Spotlight: Valle d’Itria & Salento
Valle d’Itria
Between Bari and Brindisi, the Valle d’Itria concentrates some of Italy’s most competitive second-home markets. World-renowned towns like Ostuni, Monopoli and Polignano a Mare sit at the top of the market; smaller white towns (Locorotondo, Alberobello, Martina Franca) price slightly lower but have also trended up. Limited stock of renovated stone properties underpins sustained demand.
Salento
The “heel” offers two coastlines—Adriatic and Ionian—so you can pick calmer seas, better winds, or the sunniest bays on any given day. Historic baroque towns (Lecce, Otranto, Gallipoli) sit near long sandy beaches and coves with exceptionally clear water, a lively festival calendar, and an easygoing pace. Salento offers the longest summer season in Italy; the only trade-off is that last-mile travel beyond Lecce can take longer, especially in peak months.
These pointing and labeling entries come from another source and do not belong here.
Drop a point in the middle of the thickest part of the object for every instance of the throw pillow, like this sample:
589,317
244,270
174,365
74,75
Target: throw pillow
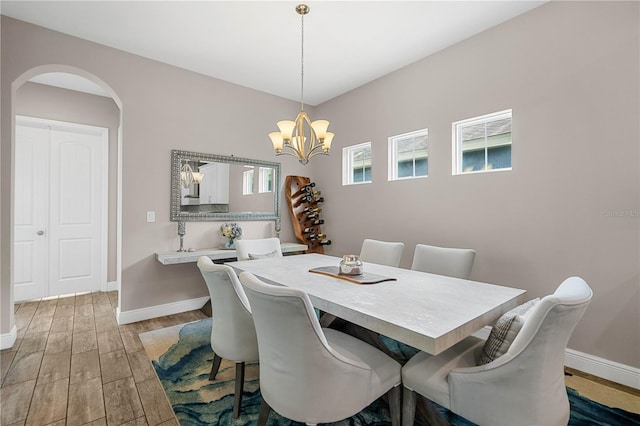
263,256
504,331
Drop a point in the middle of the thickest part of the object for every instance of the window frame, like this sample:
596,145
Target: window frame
348,164
393,155
457,152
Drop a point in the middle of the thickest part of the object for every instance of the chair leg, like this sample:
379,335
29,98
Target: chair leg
264,413
395,404
237,401
215,367
408,407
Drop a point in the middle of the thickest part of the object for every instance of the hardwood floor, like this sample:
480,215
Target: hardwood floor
72,364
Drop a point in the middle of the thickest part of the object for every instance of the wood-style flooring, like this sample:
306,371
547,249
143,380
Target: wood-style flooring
72,364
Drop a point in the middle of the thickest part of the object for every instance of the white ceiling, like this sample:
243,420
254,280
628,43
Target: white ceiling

Accessibility & infrastructure
Puglia is served by two comfortable, well-connected international gateways: Bari (BRI) and Brindisi (BDS), both with extensive European links and robust passenger volumes. Overland, the A14 and SS16 are the main spines, but highways aren’t always in great shape and many country roads are narrow and tortuous, so summer traffic can slow trips—especially near beaches. Rail runs along the Adriatic, reaching all the way to Lecce, but there’s no in-region alta velocità (high-speed train) yet. Getting into deeper Salento (e.g. Otranto) usually means riding smaller regional trains or road transfers beyond Lecce.
Puglia’s investable landscape is clear: Valle d’Itria concentrates premium, low-supply heritage assets and has seen the sharpest price escalation; Salento offers broader price points and remarkable coastline with modestly more complex last-mile access. Across the provinces, pricing steps up near the Adriatic hotspots and moderates inland—giving buyers a wide spectrum from entry-level to premium coastal stock.